Eigenvalues of non-diagonalizable representations of a group acting on $V^\otimes V$, $\text{Sym}^k V$, $\bigwedge^k V$, etc. (Fulton & Harris) In Section 2.1 of Fulton & Harris, it states that if the action of a group element $g$ has eigenvalues $\{\lambda_i\}$ when acting on a vector space $V$, and eigenvalues $\{\mu_j\}$ when acting on a vector space $W$, then $g$ has eigenvalues $\{\lambda_i \mu_j\}$ on $V \otimes W$ (where the representation on $V \otimes W$ is defined via $g\cdot (v\otimes w) = (g\cdot v) \otimes (g \cdot w)$. It also states that the eigenvalues of $g$ on the exterior power $\bigwedge^2 V$ are $\{\lambda_i \lambda_j : i < j\}$.
This is all clear to me when the representations of $g$ on $V$ and $W$ are both diagonalizable, so we can just work with a basis of eigenvectors for each vector space. But what about when a representation (of some element) isn't necessarily diagonalizable (e.g., for the natural representation of the general linear group, consider any nondiagonalizable matrix)? What's a clean way to prove that these are indeed the eigenvalues (complete with multiplicities) for $V \otimes W$, $\bigwedge^2 V$, and other tensor/exterior/symmetric powers? I tried looking at the characteristic polynomial, but did not get far.
 A: Let $A \colon V \to V$ be a linear operator on the finite-dimensional $k$-vector space $V$. After going to a suitable field extension $K/k$ (the algebraic closure of $k$ will surely do), the matrix $A$ is triangularisable, i.e. there exists a basis $(v_1, \ldots, v_n)$ of $V$ such that the matrix of $A$ is upper-triangular with respect to this basis:
$$ A v_j = \sum_{i \leq j} a_{ij} v_i.$$
The characteristic polynomial $\chi_A(t)$ is defined over the original field $k$, and over $K$ it splits into linear factors $\chi_A(t) = (t - a_{11}) \cdots (t - a_{nn})$.

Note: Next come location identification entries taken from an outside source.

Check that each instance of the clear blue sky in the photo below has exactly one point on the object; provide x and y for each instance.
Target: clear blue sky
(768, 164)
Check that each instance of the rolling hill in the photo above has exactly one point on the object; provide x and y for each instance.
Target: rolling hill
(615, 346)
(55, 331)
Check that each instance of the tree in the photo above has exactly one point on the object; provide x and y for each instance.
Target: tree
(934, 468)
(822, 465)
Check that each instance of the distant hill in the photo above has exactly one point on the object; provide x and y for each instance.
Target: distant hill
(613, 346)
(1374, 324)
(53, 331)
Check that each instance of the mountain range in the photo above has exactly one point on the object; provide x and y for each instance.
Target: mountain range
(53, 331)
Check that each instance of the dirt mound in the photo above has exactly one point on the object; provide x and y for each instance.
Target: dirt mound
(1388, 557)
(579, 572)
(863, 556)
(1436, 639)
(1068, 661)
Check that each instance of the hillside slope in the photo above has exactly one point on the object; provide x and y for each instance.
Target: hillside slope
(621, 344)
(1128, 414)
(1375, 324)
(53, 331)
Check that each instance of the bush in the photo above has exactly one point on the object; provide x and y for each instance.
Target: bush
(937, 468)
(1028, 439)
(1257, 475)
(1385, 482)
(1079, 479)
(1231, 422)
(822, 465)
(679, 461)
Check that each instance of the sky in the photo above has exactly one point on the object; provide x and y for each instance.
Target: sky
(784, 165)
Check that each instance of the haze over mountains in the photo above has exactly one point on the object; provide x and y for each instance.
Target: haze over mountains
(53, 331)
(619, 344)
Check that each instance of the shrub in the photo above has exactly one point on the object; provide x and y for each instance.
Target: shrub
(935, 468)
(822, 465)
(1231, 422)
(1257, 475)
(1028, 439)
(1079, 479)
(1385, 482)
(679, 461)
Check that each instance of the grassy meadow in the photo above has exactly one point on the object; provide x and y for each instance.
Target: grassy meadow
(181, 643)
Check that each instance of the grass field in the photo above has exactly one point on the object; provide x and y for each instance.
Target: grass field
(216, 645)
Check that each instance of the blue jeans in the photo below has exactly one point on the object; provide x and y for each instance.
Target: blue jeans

We can do the same for another linear operator $B \colon W \to W$: after a field extension $K$ (which can be taken to be the same for that of $A$), it is upper-triangular with respect to some basis $(w_1, \ldots, w_m)$:
$$ B w_j = \sum_{i \leq j} b_{ij} w_i.$$
Now consider the linear operator $A \otimes B \colon V \otimes W \to V \otimes W$. We can calculate its action on a basis element
$$ \begin{aligned}
(A \otimes B)(v_j \otimes w_l)
&= \left(\sum_{i \leq j} a_{ij} v_i \right)\otimes \left( \sum_{k \leq l} b_{kl} w_k \right) \\
&= \sum_{\substack{i \leq j \\ k \leq l}}a_{ij} b_{kl} (v_i \otimes w_k),
\end{aligned}$$
which is again upper-triangular in a suitable ordering on pairs $(i, k)$, where we say that $(i, k) \leq (j, l)$ if $i \leq j$ and $k \leq l$. Therefore the characteristic polynomial of $A \otimes B$ is
$$ \chi_{A \otimes B}(t) = \prod_{\substack{1 \leq i \leq n \\ 1 \leq j \leq m}} (t - a_{ii} b_{jj}).$$
This proves the claim for fields. There are some lovely arguments (search around for "universal identities") which will allow you to extend this to more general commutative rings if you like. It should hopefully also now be clear how to attack the case of the exterior square $\bigwedge^2 A$ and symmetric square $S^2 A$.